Type-casting functions

These functions can convert one type type to another data type. We’ll see that this is incredibly useful later when you need objects to be of certain types.

as.character(5/6)

## [1] "0.833333333333333"

as.numeric(as.character(5/6))

## [1] 0.8333333

6 * as.numeric(as.character(5/6))

## [1] 5

5/6 == as.numeric(as.character(5/6))

## [1] FALSE

Data can have names

We can give names to data objects; these give us variables. Some variables are built-in:

pi

## [1] 3.141593

Variables can be arguments to functions or operators, just like constants:

pi * 10

## [1] 31.41593

cos(pi)

## [1] -1

===

We create variables with the assignment operator, <- or =

approx.pi = 22/7
approx.pi

## [1] 3.142857

diameter = 10
approx.pi * diameter

## [1] 31.42857

The assignment operator also changes values:

circumference = approx.pi * diameter
circumference

## [1] 31.42857

circumference = 30
circumference

## [1] 30

===

• The code you write will use variables with descriptive names
• Easier to design, easier to debug, easier to improve, and easier for others to read
• This is a first step toward abstraction: focusing on what a value represents, rather than how it is computed

R workspace

Your current R environment is called the workspace. It contains all the variables (named data types), data structures, and functions you defined.

Your workspace lives in your compute memory and will be cleared once you exit RStudio provided you do not save the workspace image.

To see what variables are in your workspace, use

x = 5
ls()

## [1] "approx.pi"     "circumference" "diameter"      "x"

Getting rid of variables:

rm(x)
ls()

## [1] "approx.pi"     "circumference" "diameter"

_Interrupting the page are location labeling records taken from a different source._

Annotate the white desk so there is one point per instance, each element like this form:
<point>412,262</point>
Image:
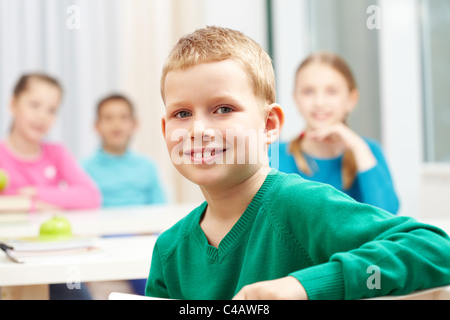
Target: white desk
<point>146,219</point>
<point>120,258</point>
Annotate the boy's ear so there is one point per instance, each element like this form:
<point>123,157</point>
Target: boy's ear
<point>274,122</point>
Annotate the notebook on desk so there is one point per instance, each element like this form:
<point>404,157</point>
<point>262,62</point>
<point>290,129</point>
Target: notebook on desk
<point>10,204</point>
<point>31,250</point>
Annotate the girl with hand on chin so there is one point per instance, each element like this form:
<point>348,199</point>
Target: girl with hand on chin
<point>43,172</point>
<point>328,150</point>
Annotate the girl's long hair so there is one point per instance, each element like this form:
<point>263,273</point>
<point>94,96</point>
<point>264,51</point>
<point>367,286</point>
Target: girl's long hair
<point>349,168</point>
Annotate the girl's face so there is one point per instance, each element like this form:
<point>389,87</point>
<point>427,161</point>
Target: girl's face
<point>323,96</point>
<point>35,109</point>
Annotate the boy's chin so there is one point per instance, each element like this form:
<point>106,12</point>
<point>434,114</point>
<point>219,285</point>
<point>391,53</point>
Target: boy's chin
<point>216,176</point>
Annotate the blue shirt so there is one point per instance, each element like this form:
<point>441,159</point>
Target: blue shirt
<point>374,186</point>
<point>125,180</point>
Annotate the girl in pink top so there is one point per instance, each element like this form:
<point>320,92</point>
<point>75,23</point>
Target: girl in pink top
<point>45,172</point>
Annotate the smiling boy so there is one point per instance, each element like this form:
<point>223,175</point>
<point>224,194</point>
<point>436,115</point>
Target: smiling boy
<point>262,234</point>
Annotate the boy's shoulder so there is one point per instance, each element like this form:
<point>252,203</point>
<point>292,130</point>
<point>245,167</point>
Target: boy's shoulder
<point>171,238</point>
<point>296,195</point>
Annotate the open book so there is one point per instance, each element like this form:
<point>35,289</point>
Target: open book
<point>31,250</point>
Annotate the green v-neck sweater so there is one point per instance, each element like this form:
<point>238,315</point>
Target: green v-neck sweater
<point>336,247</point>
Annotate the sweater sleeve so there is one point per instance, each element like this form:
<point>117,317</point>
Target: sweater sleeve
<point>78,190</point>
<point>376,185</point>
<point>155,194</point>
<point>155,286</point>
<point>350,244</point>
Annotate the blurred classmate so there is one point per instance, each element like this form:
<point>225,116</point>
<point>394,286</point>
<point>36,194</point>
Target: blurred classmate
<point>45,172</point>
<point>125,178</point>
<point>328,150</point>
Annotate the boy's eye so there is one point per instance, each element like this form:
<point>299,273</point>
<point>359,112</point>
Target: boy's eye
<point>183,114</point>
<point>224,109</point>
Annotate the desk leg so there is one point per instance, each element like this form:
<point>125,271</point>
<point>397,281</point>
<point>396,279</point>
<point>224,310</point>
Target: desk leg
<point>35,292</point>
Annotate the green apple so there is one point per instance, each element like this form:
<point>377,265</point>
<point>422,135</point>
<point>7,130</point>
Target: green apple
<point>55,229</point>
<point>4,179</point>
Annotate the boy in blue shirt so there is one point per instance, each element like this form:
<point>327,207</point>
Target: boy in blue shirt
<point>124,178</point>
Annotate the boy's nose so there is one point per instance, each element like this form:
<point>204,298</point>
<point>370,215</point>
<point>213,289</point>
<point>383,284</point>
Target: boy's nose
<point>201,133</point>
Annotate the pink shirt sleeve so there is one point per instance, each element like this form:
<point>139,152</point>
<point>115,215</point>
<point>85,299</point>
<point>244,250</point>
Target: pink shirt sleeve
<point>78,190</point>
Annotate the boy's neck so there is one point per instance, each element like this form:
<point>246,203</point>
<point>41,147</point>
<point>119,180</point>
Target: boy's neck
<point>114,150</point>
<point>22,147</point>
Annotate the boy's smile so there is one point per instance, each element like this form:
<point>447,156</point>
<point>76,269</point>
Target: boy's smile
<point>213,118</point>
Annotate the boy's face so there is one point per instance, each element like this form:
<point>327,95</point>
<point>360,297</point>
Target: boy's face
<point>214,124</point>
<point>115,124</point>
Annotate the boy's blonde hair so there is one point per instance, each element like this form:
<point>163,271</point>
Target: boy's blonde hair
<point>214,44</point>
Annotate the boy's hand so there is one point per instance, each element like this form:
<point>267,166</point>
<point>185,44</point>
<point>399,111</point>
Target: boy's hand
<point>287,288</point>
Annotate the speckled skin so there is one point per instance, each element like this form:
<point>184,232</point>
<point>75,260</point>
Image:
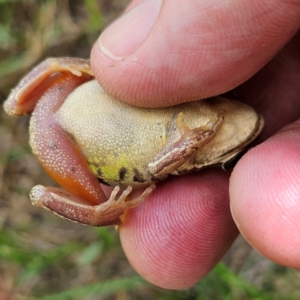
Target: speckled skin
<point>82,135</point>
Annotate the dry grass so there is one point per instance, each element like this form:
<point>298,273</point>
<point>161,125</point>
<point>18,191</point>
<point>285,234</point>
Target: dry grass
<point>45,257</point>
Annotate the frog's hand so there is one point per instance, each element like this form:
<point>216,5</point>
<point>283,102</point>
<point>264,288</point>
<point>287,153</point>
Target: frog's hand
<point>74,208</point>
<point>173,155</point>
<point>24,97</point>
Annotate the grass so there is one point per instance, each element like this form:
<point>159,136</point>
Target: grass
<point>45,257</point>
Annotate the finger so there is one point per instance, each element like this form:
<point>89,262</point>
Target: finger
<point>181,231</point>
<point>265,196</point>
<point>274,91</point>
<point>163,52</point>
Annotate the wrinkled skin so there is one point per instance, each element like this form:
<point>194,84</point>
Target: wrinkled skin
<point>82,136</point>
<point>265,182</point>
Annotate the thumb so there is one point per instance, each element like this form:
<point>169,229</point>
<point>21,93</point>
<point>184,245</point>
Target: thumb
<point>161,53</point>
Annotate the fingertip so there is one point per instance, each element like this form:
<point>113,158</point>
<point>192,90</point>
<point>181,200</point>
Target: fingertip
<point>264,194</point>
<point>175,53</point>
<point>181,231</point>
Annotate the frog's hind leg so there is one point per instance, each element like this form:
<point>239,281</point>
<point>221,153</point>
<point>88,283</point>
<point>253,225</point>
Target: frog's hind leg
<point>77,209</point>
<point>173,155</point>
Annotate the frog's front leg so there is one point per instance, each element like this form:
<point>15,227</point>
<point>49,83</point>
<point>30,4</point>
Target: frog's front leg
<point>74,208</point>
<point>42,92</point>
<point>176,153</point>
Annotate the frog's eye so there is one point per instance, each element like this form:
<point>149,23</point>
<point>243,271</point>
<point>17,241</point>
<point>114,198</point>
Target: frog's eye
<point>230,164</point>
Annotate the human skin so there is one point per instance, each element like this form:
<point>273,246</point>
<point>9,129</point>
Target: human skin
<point>163,53</point>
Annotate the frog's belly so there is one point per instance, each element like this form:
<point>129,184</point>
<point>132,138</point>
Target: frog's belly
<point>117,139</point>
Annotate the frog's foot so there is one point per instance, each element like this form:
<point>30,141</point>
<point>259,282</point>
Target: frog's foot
<point>74,208</point>
<point>173,155</point>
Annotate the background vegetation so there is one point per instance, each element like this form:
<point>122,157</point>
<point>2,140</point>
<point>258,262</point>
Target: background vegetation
<point>45,257</point>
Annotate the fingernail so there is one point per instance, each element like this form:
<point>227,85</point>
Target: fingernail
<point>127,33</point>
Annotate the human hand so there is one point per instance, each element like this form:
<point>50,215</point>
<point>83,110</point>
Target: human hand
<point>165,52</point>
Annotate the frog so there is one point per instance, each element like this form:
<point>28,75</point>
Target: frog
<point>84,137</point>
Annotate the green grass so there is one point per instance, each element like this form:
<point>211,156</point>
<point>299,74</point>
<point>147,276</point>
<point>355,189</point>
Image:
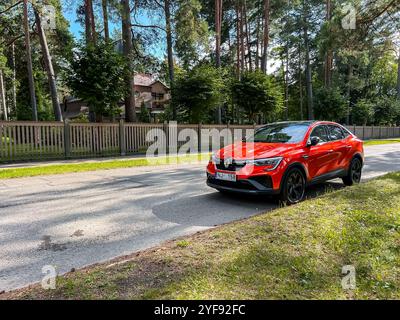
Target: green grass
<point>378,142</point>
<point>97,165</point>
<point>293,252</point>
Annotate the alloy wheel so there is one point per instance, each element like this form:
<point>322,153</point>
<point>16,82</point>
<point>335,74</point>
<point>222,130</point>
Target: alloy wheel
<point>295,186</point>
<point>356,168</point>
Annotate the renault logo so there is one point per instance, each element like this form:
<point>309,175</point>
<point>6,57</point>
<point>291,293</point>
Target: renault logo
<point>228,162</point>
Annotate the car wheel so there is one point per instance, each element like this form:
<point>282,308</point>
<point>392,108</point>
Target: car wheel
<point>354,173</point>
<point>294,187</point>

rm(list=ls()) # Be warned! This erases everything
ls()

## character(0)

Reproducibility

• For reproducibility, you want any meaningful work to be fully repeatable by others. Namely, results should be reproduced by running the code you saved, not by saving the results directly.

• Thus, as already mentioned, saving your workspace onto your hard disk is not a good idea.

• What is a good idea? Writing clear, well-organized, well-documented code in .R or .Rmd file.